ツボの中にサイコロを入れて振るツボ振りの動きを、次郎兵衛は注意深く見ていた。
「さあ、半か丁か」
ツボ振りはツボの口を下に伏せると、常連客はコマ札を賭けていった。
他の客が「半」と予想する中、次郎兵衛は「丁」と予想してコマ札を全て賭けた。
「おい、全部賭けるのか……」
「三度笠のやつ、頭おかしいんじゃないの」
常連客は、全部賭けた次郎兵衛を奇怪な目で見ている。しかし、次郎兵衛はそんなことで気にするそぶりを見せることはない。
なぜなら、よほどの自信がないとこんな無謀なことなど不可能だからである。
「コマがそろいました。勝負!」
中盆が声を掛けると、ツボ振りはツボを上げた。
「三五の丁!」
ツボ振りの声に、常連客の多くは悔しさをにじませている。一方、予想を的中させた次郎兵衛は大量のコマ札を獲得した。
そのとき、中盆が出入口の障子を開けると、森松屋の手配師と何やらひそひそと話し始めた。
「賭場のほうはどんな様子だ」
「それが、ちょっと気になることがありまして……」
中盆の言葉に、手配師はそういう内容なのかすぐに察知した。
「もしかして、三度笠の男のことか」
「ああ、おれたちがツボ振りしているのを見られている気が……」
2人が三度笠の男に警戒するよう確認すると、中盆はツボ振りの隣へ再び戻った。中盆は、賭場で三度笠を唯一かぶっている男をじっと見ている。
その三度笠をかぶっている次郎兵衛は、次はどこへ賭けるか考えているところである。
ツボ振りはサイコロの入ったツボを再び振ると、ツボの口を下に伏せた。
これを見た次郎兵衛は、すぐさま「丁」にコマ札を全て賭けた。
「やっぱり、これもイカサマだったか……」
次郎兵衛は、博徒ぐるみのイカサマの事実をこの目で確信したようである。
「コマがそろいました。勝負!」
ツボ振りがツボを上げると、そこにはサイコロの2と4の目が上にあった。
「四二の丁!」
中盆の発した言葉に、賭場にまたもやどよめきが沸いた。なぜなら、「丁」に賭けて勝ったのは次郎兵衛だけである。
他の客を尻目に、2回続けて勝った次郎兵衛はあふれるほどのコマ札を手にしようとした。
すると、博徒連中が次郎兵衛の目の前へやってきてはいきなり因縁をつけてきた。
「おう! 2度も勝ったからと調子に乗りやがって!」
「ちょっと待ってくれ。いきなりコマ札の上に足を踏むなんて」
凄んだ顔を見せる博徒たちですが、三度笠をかぶった次郎兵衛は動じる様子を見せることはない。

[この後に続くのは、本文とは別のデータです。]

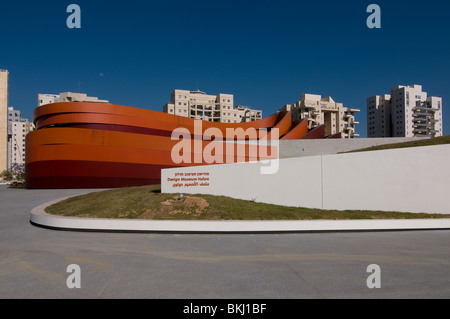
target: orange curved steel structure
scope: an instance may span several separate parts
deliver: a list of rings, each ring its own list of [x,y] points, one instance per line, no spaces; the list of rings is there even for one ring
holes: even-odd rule
[[[307,120],[292,123],[290,112],[253,122],[218,123],[89,102],[40,106],[34,111],[34,123],[36,130],[26,137],[27,188],[159,184],[163,168],[273,159],[276,146],[249,140],[308,135]],[[272,136],[273,128],[278,128],[279,136]],[[221,138],[228,138],[230,130],[235,135],[225,143]],[[186,132],[190,139],[184,139]],[[316,131],[311,138],[324,138],[323,134],[324,130]],[[187,156],[182,162],[174,161],[180,143]],[[207,150],[209,158],[204,156]]]

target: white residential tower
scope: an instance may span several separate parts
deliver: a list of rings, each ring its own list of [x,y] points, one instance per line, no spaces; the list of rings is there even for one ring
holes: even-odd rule
[[[442,98],[421,85],[398,85],[367,99],[368,137],[442,136]]]

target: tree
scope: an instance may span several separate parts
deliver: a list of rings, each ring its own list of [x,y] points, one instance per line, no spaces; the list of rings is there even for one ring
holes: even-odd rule
[[[0,173],[0,178],[3,178],[5,181],[24,181],[25,165],[14,163],[9,170],[4,170]]]
[[[10,181],[13,179],[13,174],[11,171],[5,169],[0,173],[0,178],[3,178],[5,181]]]
[[[25,165],[14,163],[11,166],[11,173],[14,179],[23,181],[25,179]]]

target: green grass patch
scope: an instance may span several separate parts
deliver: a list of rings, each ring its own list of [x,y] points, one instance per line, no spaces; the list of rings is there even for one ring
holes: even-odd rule
[[[45,209],[49,214],[155,220],[319,220],[450,218],[417,214],[287,207],[225,196],[163,194],[160,185],[119,188],[72,197]]]
[[[429,139],[418,139],[417,141],[371,146],[371,147],[348,151],[348,152],[343,152],[343,153],[379,151],[379,150],[389,150],[389,149],[395,149],[395,148],[431,146],[431,145],[442,145],[442,144],[450,144],[450,135],[439,136],[439,137],[434,137],[434,138],[429,138]]]

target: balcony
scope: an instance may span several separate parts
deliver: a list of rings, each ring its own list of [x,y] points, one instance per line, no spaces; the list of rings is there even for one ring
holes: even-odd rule
[[[307,108],[307,109],[315,109],[315,108],[317,108],[317,104],[316,103],[312,103],[312,102],[304,102],[301,107],[304,107],[304,108]]]
[[[345,126],[344,126],[344,130],[347,130],[347,131],[354,131],[355,128],[354,128],[353,126],[345,125]]]
[[[428,123],[428,122],[414,122],[413,126],[432,127],[434,125],[432,125],[431,123]]]
[[[431,112],[414,112],[413,116],[433,116],[433,114]]]
[[[422,111],[422,112],[426,112],[426,113],[434,113],[439,111],[439,109],[435,109],[435,108],[431,108],[431,107],[426,107],[426,106],[415,106],[412,108],[412,111]]]
[[[413,119],[414,122],[428,122],[428,120],[429,120],[429,118],[426,116],[413,116],[413,117],[414,117],[414,119]]]
[[[427,134],[429,130],[423,128],[415,128],[413,129],[413,134]]]

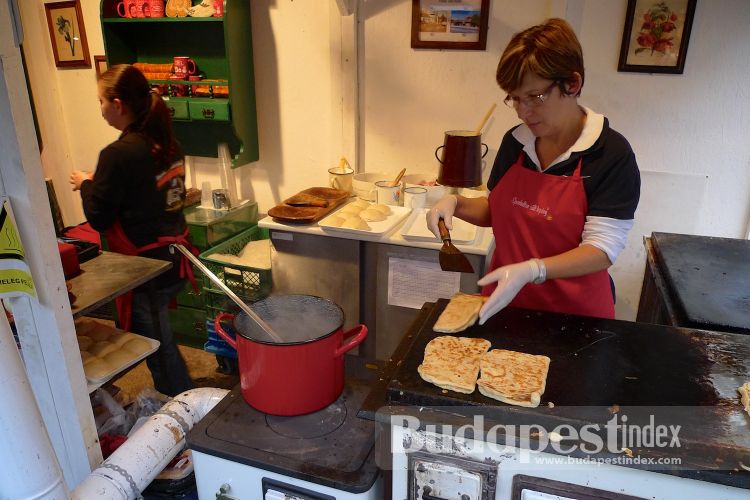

「そういえば、このサイコロ……。何か変だよねえ……」
「おい、何をするんだ!」
次郎兵衛は博徒たちの前で2個のサイコロを噛むと、それを右手に吐き出した。そこには、割れたサイコロの中から鉛玉が現れた。
「よくもまあ、サイコロに細工したイカサマを平気でするとはなあ……。森松屋もこれで大儲けしているんだろうなあ」
次郎兵衛は、森松屋が博徒を使ってイカサマ行為をおこなっていたことをやんわりと指弾した。
そのとき、障子を乱暴に開ける音が聞こえると、昭吉たちが亀蔵とおつるを無理やり縄で縛って連れてきた。